There is one immutable truth about nature photography – you can’t control nature! You can’t make the sun shine or the rain stop or keep the wind from blowing. Yes, you can react (modify the light or block the wind or cover your camera), but you can’t tell nature what to do.
I was photographing out in the Great Trinity Forest where a big field of evening primrose were blooming near a train trestle. I really wanted to get a train going by and I know one was coming. All good, right? Yes, except for one thing – the incessant spring Texas wind whipping across the landscape like an invisible broom, sweeping my precious flowers in and out of my frame.
What to do?
Flash?
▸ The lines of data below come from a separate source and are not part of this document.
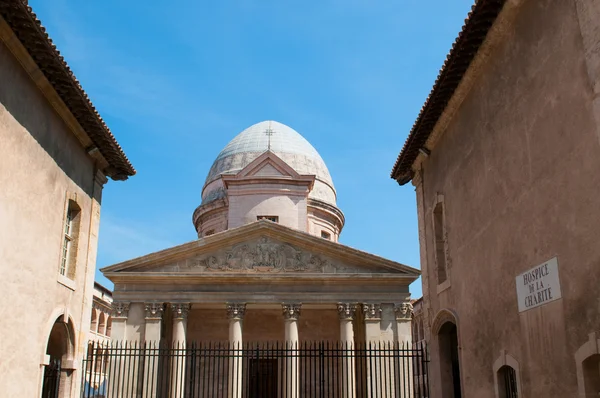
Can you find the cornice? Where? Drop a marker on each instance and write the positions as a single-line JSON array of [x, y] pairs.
[[183, 278], [27, 39]]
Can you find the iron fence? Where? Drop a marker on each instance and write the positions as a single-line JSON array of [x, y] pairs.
[[255, 370]]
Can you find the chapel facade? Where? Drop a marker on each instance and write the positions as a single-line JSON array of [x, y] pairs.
[[267, 266], [504, 159]]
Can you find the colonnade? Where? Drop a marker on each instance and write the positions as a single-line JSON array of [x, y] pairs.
[[291, 313]]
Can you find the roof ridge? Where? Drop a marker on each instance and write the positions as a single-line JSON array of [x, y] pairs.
[[33, 36]]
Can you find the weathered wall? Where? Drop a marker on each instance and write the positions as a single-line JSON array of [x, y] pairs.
[[518, 168], [41, 161]]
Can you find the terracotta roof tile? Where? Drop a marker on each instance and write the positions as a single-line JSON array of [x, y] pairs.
[[30, 32], [477, 25]]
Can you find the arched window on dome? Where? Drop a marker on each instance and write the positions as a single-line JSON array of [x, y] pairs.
[[270, 218]]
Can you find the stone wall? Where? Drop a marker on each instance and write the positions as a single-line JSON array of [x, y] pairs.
[[42, 164], [518, 170]]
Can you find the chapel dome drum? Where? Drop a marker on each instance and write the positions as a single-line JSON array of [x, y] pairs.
[[273, 192]]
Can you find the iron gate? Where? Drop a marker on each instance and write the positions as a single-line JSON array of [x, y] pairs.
[[51, 384], [256, 370]]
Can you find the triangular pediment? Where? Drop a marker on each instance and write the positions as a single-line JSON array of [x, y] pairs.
[[263, 247], [268, 164], [268, 170]]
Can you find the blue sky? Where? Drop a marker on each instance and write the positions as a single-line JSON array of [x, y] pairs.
[[175, 83]]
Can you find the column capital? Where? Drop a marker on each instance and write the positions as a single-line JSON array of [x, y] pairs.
[[119, 310], [180, 310], [347, 311], [236, 311], [153, 310], [403, 311], [372, 312], [291, 311]]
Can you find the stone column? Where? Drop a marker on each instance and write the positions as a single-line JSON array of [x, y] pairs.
[[154, 313], [180, 312], [291, 313], [235, 313], [404, 313], [372, 313], [118, 364], [347, 311]]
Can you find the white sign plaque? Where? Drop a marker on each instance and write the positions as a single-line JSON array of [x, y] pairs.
[[538, 285]]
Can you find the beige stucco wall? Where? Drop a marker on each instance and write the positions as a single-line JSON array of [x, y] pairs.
[[518, 169], [41, 163]]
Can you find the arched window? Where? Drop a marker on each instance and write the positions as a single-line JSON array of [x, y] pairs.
[[591, 376], [506, 376], [507, 382]]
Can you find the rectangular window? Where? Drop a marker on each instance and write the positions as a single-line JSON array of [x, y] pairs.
[[439, 231], [270, 218], [67, 241], [70, 233]]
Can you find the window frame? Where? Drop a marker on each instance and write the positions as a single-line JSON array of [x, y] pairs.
[[70, 231], [440, 243]]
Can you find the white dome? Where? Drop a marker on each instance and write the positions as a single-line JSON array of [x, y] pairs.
[[282, 140]]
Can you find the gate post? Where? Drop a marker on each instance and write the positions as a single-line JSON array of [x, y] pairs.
[[154, 312], [372, 313], [347, 311], [115, 385], [291, 313], [405, 374], [180, 313]]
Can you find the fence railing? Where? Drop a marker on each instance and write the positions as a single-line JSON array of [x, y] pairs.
[[255, 370]]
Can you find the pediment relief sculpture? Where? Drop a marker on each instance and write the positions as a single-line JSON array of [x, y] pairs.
[[262, 256]]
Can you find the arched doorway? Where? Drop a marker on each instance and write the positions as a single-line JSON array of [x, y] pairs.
[[591, 376], [57, 379], [449, 361]]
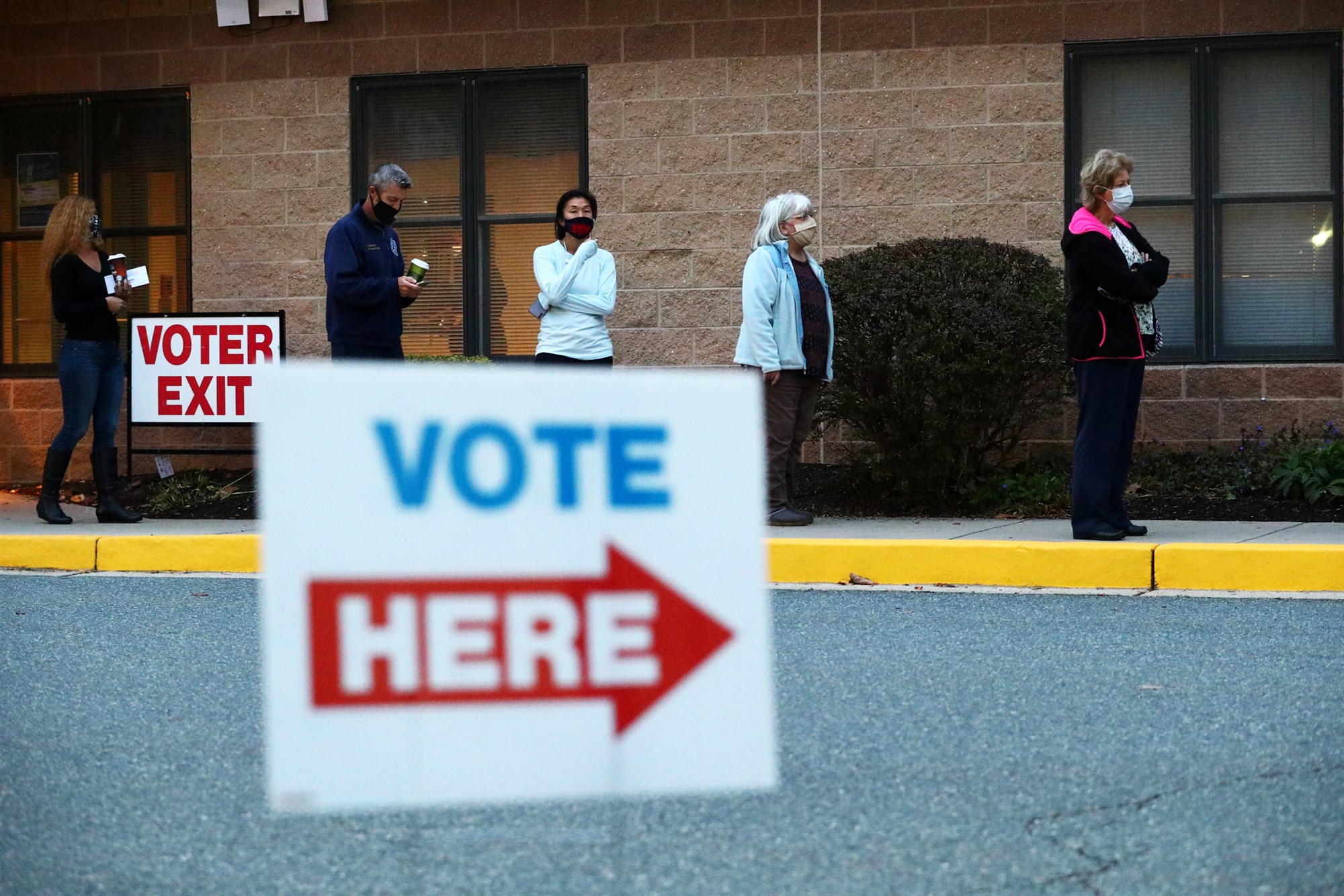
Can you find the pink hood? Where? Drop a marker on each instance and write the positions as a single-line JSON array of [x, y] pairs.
[[1085, 222]]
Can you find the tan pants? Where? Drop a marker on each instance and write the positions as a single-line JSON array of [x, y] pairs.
[[790, 406]]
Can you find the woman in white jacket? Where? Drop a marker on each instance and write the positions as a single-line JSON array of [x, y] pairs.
[[788, 335], [579, 288]]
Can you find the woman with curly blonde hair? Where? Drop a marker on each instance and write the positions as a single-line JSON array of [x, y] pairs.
[[91, 369]]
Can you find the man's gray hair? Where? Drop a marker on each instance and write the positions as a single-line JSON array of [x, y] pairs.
[[388, 177]]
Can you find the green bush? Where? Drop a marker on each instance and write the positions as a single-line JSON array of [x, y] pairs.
[[947, 351], [1311, 472], [450, 359]]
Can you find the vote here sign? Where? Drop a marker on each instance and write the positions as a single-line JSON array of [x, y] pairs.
[[200, 369], [499, 584]]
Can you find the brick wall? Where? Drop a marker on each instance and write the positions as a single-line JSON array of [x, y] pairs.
[[936, 119]]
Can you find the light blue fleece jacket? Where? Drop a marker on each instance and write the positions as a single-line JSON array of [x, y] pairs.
[[772, 312]]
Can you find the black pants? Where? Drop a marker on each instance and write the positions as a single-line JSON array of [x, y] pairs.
[[790, 408], [1108, 410], [546, 358], [354, 351]]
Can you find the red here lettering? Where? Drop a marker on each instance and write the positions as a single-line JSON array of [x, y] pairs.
[[232, 345], [259, 343], [240, 385], [198, 396], [170, 396], [204, 334], [183, 353], [150, 345]]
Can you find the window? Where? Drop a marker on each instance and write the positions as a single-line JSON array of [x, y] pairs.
[[1237, 179], [489, 154], [131, 152]]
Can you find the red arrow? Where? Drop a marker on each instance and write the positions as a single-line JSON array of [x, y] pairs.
[[626, 637]]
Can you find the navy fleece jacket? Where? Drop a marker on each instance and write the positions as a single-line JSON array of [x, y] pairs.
[[364, 261]]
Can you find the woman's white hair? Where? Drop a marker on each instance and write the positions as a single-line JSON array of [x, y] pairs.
[[775, 213]]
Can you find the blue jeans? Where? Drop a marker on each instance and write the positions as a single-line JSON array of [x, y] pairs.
[[92, 382]]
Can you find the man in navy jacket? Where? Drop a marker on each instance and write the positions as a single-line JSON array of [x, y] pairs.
[[366, 283]]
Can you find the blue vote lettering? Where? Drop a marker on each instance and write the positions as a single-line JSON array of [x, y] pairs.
[[634, 460]]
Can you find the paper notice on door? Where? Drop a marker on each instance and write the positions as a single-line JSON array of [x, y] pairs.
[[136, 276]]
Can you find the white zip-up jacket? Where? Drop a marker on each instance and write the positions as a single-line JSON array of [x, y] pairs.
[[580, 294], [772, 312]]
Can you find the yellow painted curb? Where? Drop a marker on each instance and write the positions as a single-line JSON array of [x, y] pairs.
[[1058, 565], [179, 553], [49, 551], [1251, 568]]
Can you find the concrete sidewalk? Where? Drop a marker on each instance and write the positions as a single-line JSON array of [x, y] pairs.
[[1178, 555], [19, 518], [1159, 531]]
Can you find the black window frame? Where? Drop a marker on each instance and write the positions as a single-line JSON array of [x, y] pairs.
[[1206, 205], [476, 318], [89, 174]]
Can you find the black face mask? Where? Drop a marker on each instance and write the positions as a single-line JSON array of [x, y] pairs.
[[579, 228], [382, 212]]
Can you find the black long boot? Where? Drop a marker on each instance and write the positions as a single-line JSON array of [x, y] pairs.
[[53, 474], [106, 478]]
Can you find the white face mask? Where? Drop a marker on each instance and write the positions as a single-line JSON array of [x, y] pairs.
[[806, 233], [1122, 199]]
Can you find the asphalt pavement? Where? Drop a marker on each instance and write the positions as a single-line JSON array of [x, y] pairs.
[[931, 744]]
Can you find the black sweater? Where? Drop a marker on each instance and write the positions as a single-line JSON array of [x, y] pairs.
[[1101, 289], [80, 300]]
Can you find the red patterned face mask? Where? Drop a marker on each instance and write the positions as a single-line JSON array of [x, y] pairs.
[[579, 228]]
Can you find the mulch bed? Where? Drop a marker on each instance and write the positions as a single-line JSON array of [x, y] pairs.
[[834, 491], [825, 490]]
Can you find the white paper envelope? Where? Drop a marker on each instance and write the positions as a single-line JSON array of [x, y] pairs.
[[138, 277]]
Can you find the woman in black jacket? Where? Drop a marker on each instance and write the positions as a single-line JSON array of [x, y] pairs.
[[91, 367], [1114, 279]]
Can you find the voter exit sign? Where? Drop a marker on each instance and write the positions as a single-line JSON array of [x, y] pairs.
[[501, 584]]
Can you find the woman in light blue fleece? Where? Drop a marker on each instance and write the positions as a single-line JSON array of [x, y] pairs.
[[579, 288], [788, 337]]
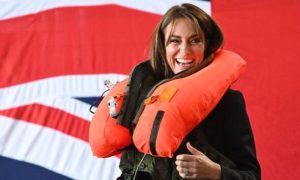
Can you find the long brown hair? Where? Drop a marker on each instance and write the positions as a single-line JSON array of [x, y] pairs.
[[205, 25]]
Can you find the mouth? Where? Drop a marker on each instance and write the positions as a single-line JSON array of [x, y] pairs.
[[184, 62]]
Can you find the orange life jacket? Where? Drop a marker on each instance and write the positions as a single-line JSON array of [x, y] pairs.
[[170, 112]]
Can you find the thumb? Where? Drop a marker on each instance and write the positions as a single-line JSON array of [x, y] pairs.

Not a great option for lots of reasons. Block the wind? I would have needed to build a wall and that was not happening. Focus on the train and let the flowers be abstract? That would work, but I wasn’t feeling it. I wanted the front flowers sharp.
My only hope was shutter speed. Not just fast shutter speed, but super-fast, ultra super-hero style shutter speed. Like 1/6400 second. I would have no depth of field, but I could at least have a chance at getting a sharp image of the flower.
I set up my tripod, composed the image, picked a point on my main flower, focused there as best I could, waited as the train approached, held down my cable release and fired away when the train was where I wanted it to be.
Low and behold, it worked! And a nice bonus is that I really love the shallow depth of field, too.
Pink Evening Primrose and railroad cars on trestle over Trinity River, Great Trinity Forest, Dallas, Texas, USA. Canon 1DX. 26mm. ISO 640. f/3.2 @ 1/6400 sec.
My Grandmother and Mother called these “railroad” flowers.